Elsevier

Computers & Education

Volume 137, August 2019, Pages 91-103
Computers & Education

Integrating machine learning into item response theory for addressing the cold start problem in adaptive learning systems

https://doi.org/10.1016/j.compedu.2019.04.009Get rights and content

Highlights

  • A hybrid learning system is built integrating machine learning and IRT.

  • Machine learning alleviates the cold start problem in IRT.

  • Proposed system leads to precise predictions of learner's ability and item responses.

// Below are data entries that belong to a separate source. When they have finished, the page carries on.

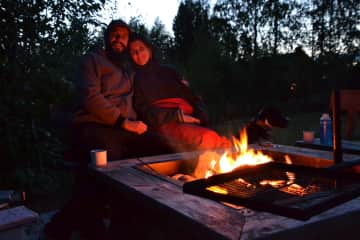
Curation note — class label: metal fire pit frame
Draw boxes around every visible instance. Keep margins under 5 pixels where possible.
[183,162,360,220]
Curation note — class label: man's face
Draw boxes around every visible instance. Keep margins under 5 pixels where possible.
[109,26,129,53]
[130,40,152,66]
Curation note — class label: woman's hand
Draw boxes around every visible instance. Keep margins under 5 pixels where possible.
[183,114,200,124]
[122,119,147,135]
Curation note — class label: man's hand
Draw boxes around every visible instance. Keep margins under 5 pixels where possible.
[183,114,200,124]
[122,119,147,135]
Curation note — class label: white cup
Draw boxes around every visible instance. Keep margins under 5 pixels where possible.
[303,131,315,143]
[90,149,107,167]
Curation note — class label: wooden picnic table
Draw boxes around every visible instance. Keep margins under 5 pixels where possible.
[295,138,360,154]
[90,145,360,240]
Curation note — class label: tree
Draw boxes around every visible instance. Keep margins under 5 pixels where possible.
[0,0,104,172]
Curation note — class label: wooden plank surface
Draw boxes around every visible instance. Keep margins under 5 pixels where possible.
[0,206,39,231]
[295,138,360,154]
[91,145,360,239]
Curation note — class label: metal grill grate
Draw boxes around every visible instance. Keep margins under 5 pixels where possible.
[183,163,360,220]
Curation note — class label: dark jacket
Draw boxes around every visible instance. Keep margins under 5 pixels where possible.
[73,49,136,126]
[134,61,208,127]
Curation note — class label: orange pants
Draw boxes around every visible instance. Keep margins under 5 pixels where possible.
[157,123,231,151]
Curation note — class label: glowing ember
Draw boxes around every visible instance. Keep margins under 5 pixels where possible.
[206,186,228,195]
[260,180,285,188]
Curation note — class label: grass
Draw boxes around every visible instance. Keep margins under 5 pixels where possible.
[214,112,360,145]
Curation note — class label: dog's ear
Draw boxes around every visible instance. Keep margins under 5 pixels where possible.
[256,106,289,128]
[245,122,271,144]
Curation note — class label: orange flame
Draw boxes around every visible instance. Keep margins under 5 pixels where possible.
[202,129,273,178]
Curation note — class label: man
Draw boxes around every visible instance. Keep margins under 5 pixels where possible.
[73,20,169,160]
[44,20,171,240]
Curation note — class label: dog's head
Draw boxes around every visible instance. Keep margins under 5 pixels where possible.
[256,107,289,128]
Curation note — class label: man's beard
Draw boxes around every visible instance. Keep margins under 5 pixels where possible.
[106,47,126,64]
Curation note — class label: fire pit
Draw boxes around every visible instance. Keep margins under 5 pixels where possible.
[90,145,360,240]
[183,163,360,220]
[136,149,360,220]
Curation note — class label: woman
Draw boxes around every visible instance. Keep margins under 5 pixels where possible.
[129,34,231,150]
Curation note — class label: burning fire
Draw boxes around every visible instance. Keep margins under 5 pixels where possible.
[200,129,273,178]
[200,130,318,196]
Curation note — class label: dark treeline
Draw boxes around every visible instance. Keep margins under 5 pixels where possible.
[0,0,360,175]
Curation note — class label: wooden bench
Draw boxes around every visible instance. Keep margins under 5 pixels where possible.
[0,206,39,240]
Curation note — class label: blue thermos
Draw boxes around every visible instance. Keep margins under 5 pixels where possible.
[320,113,332,146]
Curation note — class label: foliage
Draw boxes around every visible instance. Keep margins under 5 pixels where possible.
[0,0,104,192]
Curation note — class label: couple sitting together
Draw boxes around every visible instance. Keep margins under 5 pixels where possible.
[72,17,231,160]
[44,20,287,240]
[73,17,285,161]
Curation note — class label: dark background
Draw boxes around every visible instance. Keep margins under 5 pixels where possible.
[0,0,360,208]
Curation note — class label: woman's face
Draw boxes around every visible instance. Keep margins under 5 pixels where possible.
[130,40,151,66]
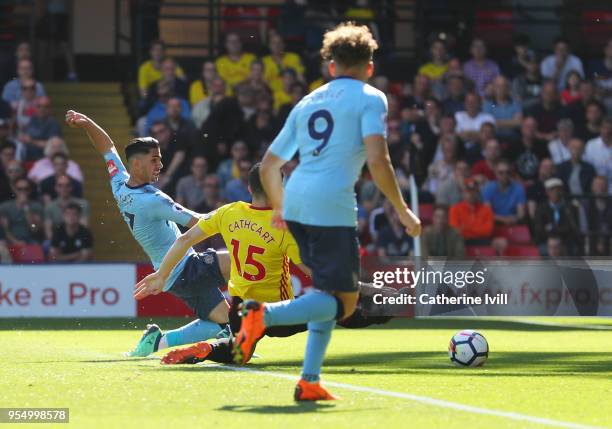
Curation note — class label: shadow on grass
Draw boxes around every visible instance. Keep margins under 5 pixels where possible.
[149,351,612,378]
[0,317,608,332]
[216,402,344,414]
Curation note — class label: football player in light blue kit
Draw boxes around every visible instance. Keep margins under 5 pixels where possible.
[66,110,230,357]
[234,23,421,401]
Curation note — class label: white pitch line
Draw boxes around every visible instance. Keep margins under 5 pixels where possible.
[200,364,604,429]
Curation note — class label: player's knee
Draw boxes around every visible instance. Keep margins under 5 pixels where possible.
[208,300,229,323]
[335,292,359,320]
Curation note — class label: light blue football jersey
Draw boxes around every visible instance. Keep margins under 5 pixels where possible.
[104,151,197,291]
[270,77,387,227]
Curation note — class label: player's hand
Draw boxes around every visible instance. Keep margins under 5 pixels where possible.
[396,207,421,237]
[134,271,166,300]
[272,209,288,231]
[66,110,89,128]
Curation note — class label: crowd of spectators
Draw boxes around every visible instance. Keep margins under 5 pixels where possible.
[0,25,612,260]
[0,43,92,263]
[131,33,612,257]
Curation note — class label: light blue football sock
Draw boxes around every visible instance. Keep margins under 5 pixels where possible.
[264,291,338,326]
[164,319,223,347]
[302,320,336,383]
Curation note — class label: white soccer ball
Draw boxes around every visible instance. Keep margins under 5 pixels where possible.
[448,329,489,367]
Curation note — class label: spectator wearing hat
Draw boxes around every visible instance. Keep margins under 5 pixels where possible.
[421,206,465,258]
[557,139,596,195]
[482,160,526,225]
[449,178,494,245]
[533,177,580,256]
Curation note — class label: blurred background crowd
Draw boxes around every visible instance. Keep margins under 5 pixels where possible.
[0,0,612,262]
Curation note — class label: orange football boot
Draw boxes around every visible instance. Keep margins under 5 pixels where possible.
[232,300,266,365]
[161,341,212,365]
[293,379,340,401]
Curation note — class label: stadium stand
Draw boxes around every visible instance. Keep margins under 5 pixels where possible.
[0,0,612,261]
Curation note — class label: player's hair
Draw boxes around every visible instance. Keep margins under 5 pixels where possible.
[321,22,378,67]
[125,137,159,161]
[249,162,266,198]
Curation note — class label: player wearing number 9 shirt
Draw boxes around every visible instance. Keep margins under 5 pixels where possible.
[234,23,420,400]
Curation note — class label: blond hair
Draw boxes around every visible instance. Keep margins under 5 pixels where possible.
[321,22,378,68]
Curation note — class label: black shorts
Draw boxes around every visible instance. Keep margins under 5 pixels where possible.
[168,249,225,320]
[287,221,359,292]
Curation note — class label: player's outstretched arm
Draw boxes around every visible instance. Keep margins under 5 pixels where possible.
[364,134,421,237]
[134,225,207,299]
[66,110,115,155]
[259,150,287,229]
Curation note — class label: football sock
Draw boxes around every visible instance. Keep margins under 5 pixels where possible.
[164,319,222,348]
[302,320,336,383]
[264,291,338,326]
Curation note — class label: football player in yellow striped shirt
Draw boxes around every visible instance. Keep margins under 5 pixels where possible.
[136,160,310,302]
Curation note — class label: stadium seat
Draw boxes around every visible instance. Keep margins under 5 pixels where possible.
[9,244,45,264]
[493,225,531,244]
[465,246,497,258]
[502,246,540,259]
[474,9,514,48]
[419,204,433,225]
[222,6,261,44]
[582,10,612,54]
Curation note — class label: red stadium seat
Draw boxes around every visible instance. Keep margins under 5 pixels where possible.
[465,246,497,258]
[502,246,540,259]
[493,225,531,244]
[474,9,514,48]
[419,204,433,225]
[221,6,261,44]
[9,244,45,264]
[582,10,612,53]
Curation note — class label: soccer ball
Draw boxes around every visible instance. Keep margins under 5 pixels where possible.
[448,329,489,367]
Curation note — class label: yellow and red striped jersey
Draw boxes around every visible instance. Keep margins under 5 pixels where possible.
[198,201,302,302]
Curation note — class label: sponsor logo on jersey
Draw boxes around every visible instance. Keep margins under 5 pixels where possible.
[106,159,119,177]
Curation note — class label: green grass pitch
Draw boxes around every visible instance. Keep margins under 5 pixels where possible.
[0,319,612,429]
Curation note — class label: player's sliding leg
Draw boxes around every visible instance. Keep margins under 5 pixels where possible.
[127,249,230,357]
[161,338,233,365]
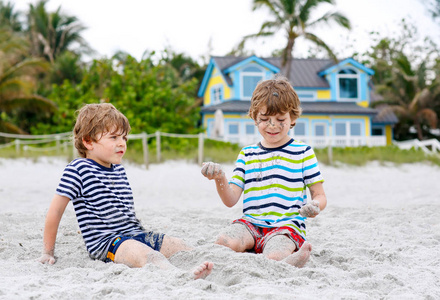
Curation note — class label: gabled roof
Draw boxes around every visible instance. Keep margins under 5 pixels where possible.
[318,58,374,76]
[198,55,374,97]
[201,100,378,116]
[212,56,334,88]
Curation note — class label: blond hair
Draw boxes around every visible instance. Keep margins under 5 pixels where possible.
[249,76,301,121]
[73,103,131,157]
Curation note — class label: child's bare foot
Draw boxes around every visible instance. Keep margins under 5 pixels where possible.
[284,242,312,268]
[193,261,214,279]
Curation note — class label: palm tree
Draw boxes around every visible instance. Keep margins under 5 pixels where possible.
[0,29,56,133]
[28,0,91,64]
[241,0,351,79]
[0,0,22,32]
[373,53,440,140]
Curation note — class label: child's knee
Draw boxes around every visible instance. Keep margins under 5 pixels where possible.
[263,251,289,261]
[215,234,242,251]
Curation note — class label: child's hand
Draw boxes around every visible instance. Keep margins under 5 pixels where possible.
[299,200,320,218]
[201,161,225,180]
[38,253,56,265]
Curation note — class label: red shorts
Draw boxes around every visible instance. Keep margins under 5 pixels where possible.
[232,219,305,253]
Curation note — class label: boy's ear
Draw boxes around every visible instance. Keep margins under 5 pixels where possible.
[290,120,296,129]
[82,137,93,150]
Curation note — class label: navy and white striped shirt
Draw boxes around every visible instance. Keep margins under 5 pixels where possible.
[56,158,144,260]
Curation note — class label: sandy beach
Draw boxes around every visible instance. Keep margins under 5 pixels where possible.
[0,158,440,299]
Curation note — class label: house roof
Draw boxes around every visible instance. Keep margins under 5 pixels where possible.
[201,100,378,116]
[212,56,335,88]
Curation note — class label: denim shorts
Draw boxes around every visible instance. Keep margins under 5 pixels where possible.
[104,231,165,262]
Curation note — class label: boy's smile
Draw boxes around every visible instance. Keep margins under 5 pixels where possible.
[256,107,294,148]
[84,131,127,168]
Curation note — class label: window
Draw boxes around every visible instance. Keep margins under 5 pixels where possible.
[335,122,362,137]
[246,124,255,135]
[241,65,264,100]
[371,127,383,136]
[350,123,361,136]
[293,122,306,136]
[297,91,316,102]
[211,85,223,104]
[228,123,238,135]
[335,123,347,136]
[338,69,359,100]
[315,124,325,136]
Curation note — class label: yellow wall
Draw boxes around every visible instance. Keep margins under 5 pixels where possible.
[203,68,231,105]
[385,125,393,145]
[306,115,371,136]
[203,114,251,129]
[316,90,331,100]
[357,101,369,107]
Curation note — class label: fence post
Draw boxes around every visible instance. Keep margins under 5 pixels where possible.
[328,115,333,165]
[156,131,161,163]
[72,139,77,159]
[198,132,204,166]
[55,135,61,155]
[15,139,20,156]
[142,132,148,170]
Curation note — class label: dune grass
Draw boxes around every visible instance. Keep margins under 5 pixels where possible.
[0,137,440,166]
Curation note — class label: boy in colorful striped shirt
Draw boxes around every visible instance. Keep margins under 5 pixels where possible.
[39,103,213,279]
[202,77,327,267]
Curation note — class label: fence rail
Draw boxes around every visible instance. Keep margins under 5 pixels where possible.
[0,131,207,169]
[0,131,440,169]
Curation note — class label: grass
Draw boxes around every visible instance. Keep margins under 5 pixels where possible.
[0,137,440,166]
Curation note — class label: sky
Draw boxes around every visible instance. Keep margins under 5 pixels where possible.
[13,0,440,62]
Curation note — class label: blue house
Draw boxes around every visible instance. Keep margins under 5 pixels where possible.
[198,56,397,147]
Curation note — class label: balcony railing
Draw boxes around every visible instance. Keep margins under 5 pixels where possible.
[224,135,387,148]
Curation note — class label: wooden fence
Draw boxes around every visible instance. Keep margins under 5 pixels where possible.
[0,131,213,169]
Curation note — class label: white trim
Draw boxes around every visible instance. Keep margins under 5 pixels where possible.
[313,122,328,137]
[240,64,266,100]
[336,66,361,101]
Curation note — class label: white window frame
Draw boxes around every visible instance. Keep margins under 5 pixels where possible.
[292,121,307,137]
[240,64,266,100]
[313,122,327,137]
[336,67,361,101]
[333,121,365,138]
[211,84,224,104]
[227,122,240,137]
[296,90,316,102]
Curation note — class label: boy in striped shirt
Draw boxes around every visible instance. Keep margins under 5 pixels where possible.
[202,76,327,267]
[40,103,213,279]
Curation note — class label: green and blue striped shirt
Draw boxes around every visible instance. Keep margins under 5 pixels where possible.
[230,139,324,238]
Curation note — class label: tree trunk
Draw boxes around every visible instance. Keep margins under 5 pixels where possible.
[414,118,423,141]
[280,38,295,81]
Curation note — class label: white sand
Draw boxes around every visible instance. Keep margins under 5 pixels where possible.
[0,159,440,299]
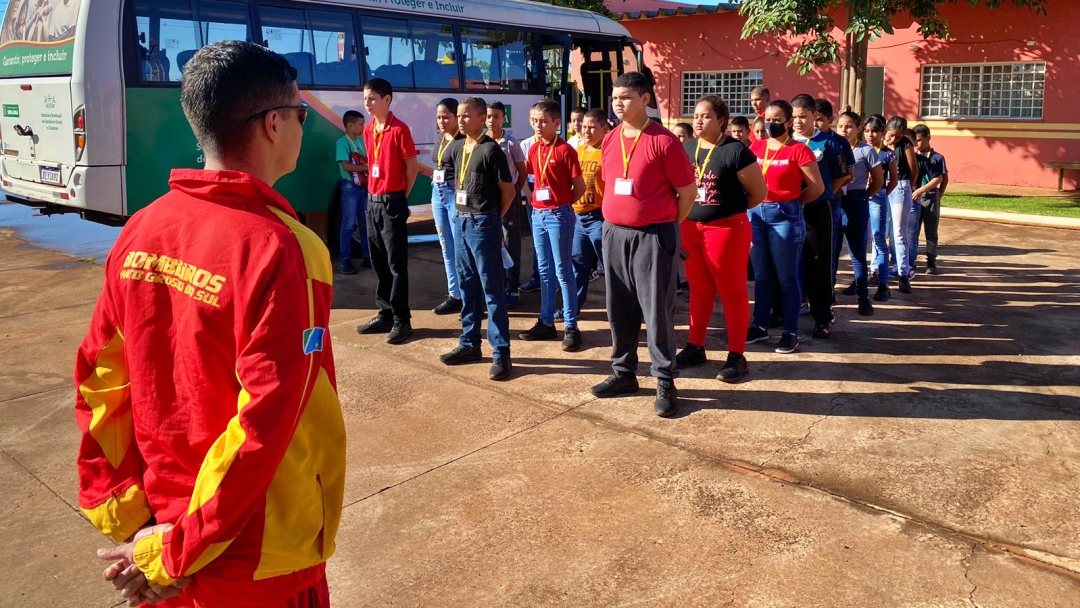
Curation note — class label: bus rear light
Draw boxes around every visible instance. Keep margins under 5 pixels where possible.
[71,106,86,162]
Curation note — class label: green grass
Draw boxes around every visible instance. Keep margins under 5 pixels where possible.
[942,192,1080,218]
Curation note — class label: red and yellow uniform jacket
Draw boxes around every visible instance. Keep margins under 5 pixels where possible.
[75,171,346,606]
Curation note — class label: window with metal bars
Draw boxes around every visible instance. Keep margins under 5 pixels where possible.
[919,62,1047,119]
[681,70,764,117]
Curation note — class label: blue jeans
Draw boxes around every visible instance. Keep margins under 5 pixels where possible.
[532,205,578,327]
[746,201,807,335]
[889,179,912,279]
[453,212,510,359]
[869,188,889,285]
[573,210,604,312]
[837,190,870,298]
[431,183,461,298]
[338,179,368,261]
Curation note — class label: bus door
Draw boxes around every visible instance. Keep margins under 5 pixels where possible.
[540,33,571,130]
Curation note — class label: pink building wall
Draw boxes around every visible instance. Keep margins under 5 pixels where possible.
[610,0,1080,188]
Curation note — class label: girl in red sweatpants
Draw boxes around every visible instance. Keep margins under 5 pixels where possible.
[675,95,767,382]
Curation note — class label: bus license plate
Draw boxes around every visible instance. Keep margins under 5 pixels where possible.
[41,166,60,186]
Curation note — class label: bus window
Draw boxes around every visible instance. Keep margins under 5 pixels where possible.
[409,22,458,89]
[308,11,360,86]
[361,18,416,89]
[135,0,200,82]
[461,27,536,93]
[259,6,315,86]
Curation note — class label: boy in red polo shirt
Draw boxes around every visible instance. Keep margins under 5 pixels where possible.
[592,71,698,417]
[356,78,420,344]
[518,99,585,352]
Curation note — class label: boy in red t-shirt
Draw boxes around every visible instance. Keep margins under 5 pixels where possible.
[356,78,420,344]
[518,99,585,352]
[592,71,698,417]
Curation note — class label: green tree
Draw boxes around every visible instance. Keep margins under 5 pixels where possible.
[739,0,1047,113]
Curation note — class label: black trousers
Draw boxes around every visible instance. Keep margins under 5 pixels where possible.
[802,199,833,324]
[603,221,681,379]
[367,192,413,323]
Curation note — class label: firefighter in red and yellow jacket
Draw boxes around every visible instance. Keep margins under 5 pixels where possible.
[75,42,346,607]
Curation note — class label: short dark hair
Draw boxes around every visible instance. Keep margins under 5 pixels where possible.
[341,110,364,126]
[180,40,296,157]
[584,108,611,126]
[458,97,487,114]
[529,99,562,118]
[813,99,833,120]
[364,78,394,98]
[885,117,907,135]
[612,71,652,95]
[788,93,818,111]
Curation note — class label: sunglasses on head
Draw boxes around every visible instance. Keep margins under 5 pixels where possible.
[244,103,310,126]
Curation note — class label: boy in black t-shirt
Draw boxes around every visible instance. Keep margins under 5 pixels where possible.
[440,97,517,380]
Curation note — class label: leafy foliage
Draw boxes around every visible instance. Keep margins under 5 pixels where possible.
[739,0,1047,73]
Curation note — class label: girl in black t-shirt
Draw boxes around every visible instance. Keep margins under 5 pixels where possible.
[675,95,768,382]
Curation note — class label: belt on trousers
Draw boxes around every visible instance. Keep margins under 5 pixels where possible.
[367,192,406,204]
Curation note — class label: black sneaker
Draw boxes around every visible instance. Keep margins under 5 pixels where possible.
[746,325,769,344]
[517,321,558,342]
[431,296,461,314]
[900,276,912,294]
[438,346,482,365]
[777,332,799,354]
[675,342,708,369]
[356,316,394,334]
[487,356,514,380]
[716,352,750,382]
[563,327,581,352]
[653,378,678,418]
[590,371,639,398]
[813,323,833,340]
[859,298,874,316]
[387,321,413,344]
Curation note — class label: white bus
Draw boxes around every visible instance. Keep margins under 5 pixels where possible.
[0,0,640,232]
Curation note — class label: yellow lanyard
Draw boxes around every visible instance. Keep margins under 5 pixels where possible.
[438,134,454,167]
[693,137,723,186]
[619,119,651,179]
[537,135,558,188]
[761,137,791,182]
[458,135,487,188]
[372,117,394,164]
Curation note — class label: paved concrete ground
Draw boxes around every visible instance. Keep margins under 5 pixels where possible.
[0,207,1080,608]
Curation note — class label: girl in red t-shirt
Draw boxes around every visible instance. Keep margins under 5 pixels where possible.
[746,100,825,353]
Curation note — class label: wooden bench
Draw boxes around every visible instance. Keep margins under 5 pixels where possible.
[1042,163,1080,192]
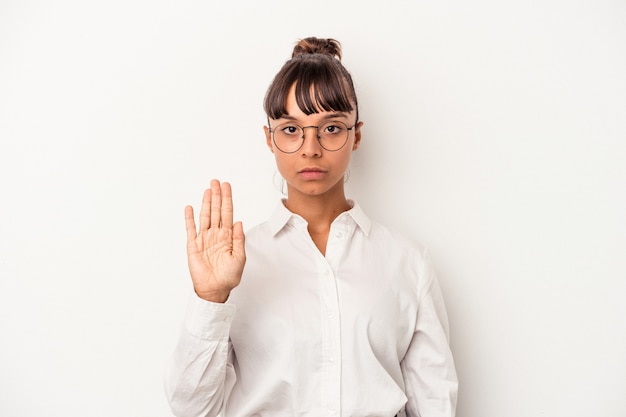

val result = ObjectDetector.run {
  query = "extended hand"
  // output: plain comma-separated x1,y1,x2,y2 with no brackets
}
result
185,180,246,303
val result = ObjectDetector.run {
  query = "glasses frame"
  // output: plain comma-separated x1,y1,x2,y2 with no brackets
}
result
267,120,359,154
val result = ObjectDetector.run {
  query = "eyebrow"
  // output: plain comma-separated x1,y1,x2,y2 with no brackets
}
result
280,112,348,121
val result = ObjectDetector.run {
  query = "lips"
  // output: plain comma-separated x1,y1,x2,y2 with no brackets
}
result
298,167,326,180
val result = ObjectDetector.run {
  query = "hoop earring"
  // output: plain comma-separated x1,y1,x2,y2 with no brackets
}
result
272,171,287,197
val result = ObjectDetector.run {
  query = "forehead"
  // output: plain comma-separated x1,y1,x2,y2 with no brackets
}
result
280,84,354,120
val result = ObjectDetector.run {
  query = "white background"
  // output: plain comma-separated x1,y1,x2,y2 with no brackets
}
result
0,0,626,417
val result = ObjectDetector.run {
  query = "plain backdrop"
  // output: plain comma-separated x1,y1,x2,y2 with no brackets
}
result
0,0,626,417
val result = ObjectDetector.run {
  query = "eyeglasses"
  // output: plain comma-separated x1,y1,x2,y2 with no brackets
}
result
270,121,356,153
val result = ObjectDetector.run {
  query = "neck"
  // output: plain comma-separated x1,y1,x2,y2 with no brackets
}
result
285,189,350,231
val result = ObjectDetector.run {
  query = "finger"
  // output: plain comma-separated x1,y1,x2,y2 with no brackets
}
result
233,222,246,259
211,180,222,227
185,206,197,244
222,182,233,229
200,188,211,230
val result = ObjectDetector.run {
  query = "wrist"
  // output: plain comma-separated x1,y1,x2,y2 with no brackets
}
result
194,288,230,304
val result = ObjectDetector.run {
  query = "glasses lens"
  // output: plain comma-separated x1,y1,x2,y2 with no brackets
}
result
317,121,349,151
272,121,350,153
272,123,304,153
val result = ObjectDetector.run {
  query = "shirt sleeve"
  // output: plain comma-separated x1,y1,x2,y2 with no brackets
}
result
401,252,458,417
164,293,236,417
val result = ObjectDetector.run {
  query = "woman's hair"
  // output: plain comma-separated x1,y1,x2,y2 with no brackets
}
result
263,37,359,121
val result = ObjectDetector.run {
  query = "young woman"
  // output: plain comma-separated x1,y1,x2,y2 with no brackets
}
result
166,38,457,417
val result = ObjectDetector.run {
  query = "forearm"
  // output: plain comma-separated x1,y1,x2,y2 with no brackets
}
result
165,295,234,417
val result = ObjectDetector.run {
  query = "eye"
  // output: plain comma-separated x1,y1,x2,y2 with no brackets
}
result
322,122,345,135
278,125,300,136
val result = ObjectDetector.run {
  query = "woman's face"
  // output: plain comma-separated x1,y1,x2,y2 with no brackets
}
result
264,87,363,198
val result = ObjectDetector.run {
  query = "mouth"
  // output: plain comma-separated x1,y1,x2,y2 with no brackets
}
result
298,167,326,180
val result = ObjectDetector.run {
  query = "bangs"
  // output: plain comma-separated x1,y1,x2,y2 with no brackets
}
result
264,55,356,119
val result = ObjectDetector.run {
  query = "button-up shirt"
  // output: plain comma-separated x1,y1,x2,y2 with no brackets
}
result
165,202,457,417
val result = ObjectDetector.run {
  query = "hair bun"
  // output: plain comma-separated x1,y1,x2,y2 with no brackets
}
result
291,37,341,60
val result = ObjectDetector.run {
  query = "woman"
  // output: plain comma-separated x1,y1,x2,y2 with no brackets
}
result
166,38,457,417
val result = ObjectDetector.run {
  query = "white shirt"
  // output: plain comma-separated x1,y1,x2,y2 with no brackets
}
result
165,203,457,417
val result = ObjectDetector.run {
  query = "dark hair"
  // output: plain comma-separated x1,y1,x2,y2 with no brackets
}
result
263,37,359,121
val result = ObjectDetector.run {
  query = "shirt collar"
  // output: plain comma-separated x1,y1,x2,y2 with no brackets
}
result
269,199,372,236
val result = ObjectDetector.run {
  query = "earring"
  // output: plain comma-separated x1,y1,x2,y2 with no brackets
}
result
272,171,287,197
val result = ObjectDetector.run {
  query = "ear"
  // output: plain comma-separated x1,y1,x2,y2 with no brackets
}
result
263,126,274,153
352,122,363,151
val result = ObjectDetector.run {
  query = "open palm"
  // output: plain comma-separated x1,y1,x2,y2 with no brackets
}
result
185,180,246,302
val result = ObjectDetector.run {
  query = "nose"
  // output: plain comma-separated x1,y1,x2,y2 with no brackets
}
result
300,126,322,156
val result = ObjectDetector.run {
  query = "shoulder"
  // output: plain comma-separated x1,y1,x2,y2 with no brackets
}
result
369,221,427,259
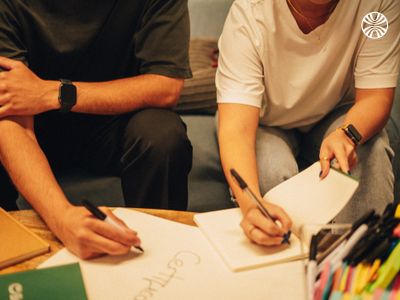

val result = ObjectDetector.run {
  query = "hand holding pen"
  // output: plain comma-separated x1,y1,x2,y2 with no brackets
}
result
82,200,144,254
230,169,291,246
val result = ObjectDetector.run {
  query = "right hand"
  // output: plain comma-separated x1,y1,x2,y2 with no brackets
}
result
240,202,292,246
54,206,140,259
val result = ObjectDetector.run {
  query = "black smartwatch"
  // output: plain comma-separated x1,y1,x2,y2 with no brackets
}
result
58,79,76,112
340,124,362,146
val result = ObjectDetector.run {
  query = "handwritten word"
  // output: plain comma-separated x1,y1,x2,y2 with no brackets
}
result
134,251,201,300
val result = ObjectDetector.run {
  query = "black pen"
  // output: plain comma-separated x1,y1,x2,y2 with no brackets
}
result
317,209,378,264
82,200,144,253
230,169,292,244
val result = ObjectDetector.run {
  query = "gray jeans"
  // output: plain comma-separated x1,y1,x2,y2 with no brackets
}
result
256,106,394,223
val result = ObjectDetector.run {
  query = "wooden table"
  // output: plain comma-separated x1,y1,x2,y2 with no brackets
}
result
0,209,195,274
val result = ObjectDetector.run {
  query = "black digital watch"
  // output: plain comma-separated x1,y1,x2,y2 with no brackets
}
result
58,79,76,112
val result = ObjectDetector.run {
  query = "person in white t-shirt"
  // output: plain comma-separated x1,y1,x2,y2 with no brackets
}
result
216,0,400,245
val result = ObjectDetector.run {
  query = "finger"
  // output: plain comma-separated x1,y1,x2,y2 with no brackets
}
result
267,206,293,233
246,209,285,236
250,227,282,246
85,218,139,247
319,152,334,179
0,56,20,70
99,207,137,235
335,149,350,174
100,207,142,246
81,232,131,255
349,151,358,170
0,103,10,119
0,94,10,106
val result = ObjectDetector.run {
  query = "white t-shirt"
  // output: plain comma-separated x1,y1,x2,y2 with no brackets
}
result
216,0,400,128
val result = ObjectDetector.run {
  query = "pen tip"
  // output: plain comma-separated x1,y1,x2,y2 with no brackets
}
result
134,246,144,253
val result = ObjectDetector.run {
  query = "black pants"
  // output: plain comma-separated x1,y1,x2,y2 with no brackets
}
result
0,109,192,210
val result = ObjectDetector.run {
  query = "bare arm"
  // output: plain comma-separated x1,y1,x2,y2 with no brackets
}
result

  • It should be used by scientists who want fast/accurate predictions for new learners.

Abstract

Adaptive learning systems aim to provide learning items tailored to the behavior and needs of individual learners. However, one of the outstanding challenges in adaptive item selection is that often the corresponding systems do not have information on initial ability levels of new learners entering a learning environment. Thus, the proficiency of those new learners is very difficult to be predicted. This heavily impairs the quality of personalized items' recommendation during the initial phase of the learning environment. In order to handle this issue, known as the cold-start problem, we propose a system that combines item response theory (IRT) with machine learning. Specifically, we perform ability estimation and item response prediction for new learners by integrating IRT with classification and regression trees built on learners’ side information. The goal of this work is to build a learning system that incorporates IRT and machine learning into a unified framework. We compare the proposed hybrid model to alternative approaches by conducting experiments on two educational data sets. The obtained results affirmed the potential of the proposed method. In particular, the obtained results indicate that IRT combined with Random Forests provides the lowest error for the ability estimation and the highest accuracy in terms of response prediction. This way, we deduce that the employment of machine learning in combination with IRT could indeed alleviate the effect of the cold start problem in an adaptive learning environment.

Introduction

Over the last decade, online learning environments have received a rapidly growing attention. Technology-enhanced environments are deemed to have a greater potential than traditional classroom learning as they are capable of personalizing students' learning opportunities based on adaptive learning technologies (Albatayneh, Ghauth, & Chua, 2018; Truong, 2016; Ortigosa, Martín, & Carro, 2014; Kalyuga & Sweller, 2005; Shute & Towle, 2003; Brusilovsky, 1999). The goal of an adaptive learning system is to modify instructions using a set of predefined rules (Burgos, Tattersall, & Koper, 2007; Marcos-García, Martínez-Monés, & Dimitriadis, 2015) and to provide learning materials (or items) tailored to the behavior and needs of individual learners (Wauters, Desmet, & Van den Noortgate, 2010). An example is a system that selects items of an appropriate difficulty level. For such a system, it is crucial that the system builds up enough information about the learners' ability levels and predicts their responses to the learning items in a timely and accurate manner. However, one of the challenges of the process is that the system may have very limited (or no) information on initial ability levels of new learners when they enter a learning environment. In this case, it takes a long time until estimates of an acceptable accuracy are obtained of the learners’ learning proficiency. Therefore, the system is likely to fail to recommend tailored items during the initial phase of the learning environment. This issue is referred to as the cold start problem (Schein, Popescul, Ungar, & Pennock, 2002). Studies showed that the cold start problem often makes new learners to abandon the system due to inappropriate first recommendations, which are experienced as frustrating (Bobadilla, Ortega, Hernando, & Bernal, 2012; Mackness, Mak, & Williams, 2010). Also lack of motivation, anxiety and boredom may be associated with the failure of adaptive item selection (Wauters et al., 2010; Klinkenberg, Straatemeier, & van der Maas, 2011; Ostrow, 2015; Jagust, Boticki, & So, 2018). It is therefore crucial to further develop methodologies and models that tackle this cold start problem.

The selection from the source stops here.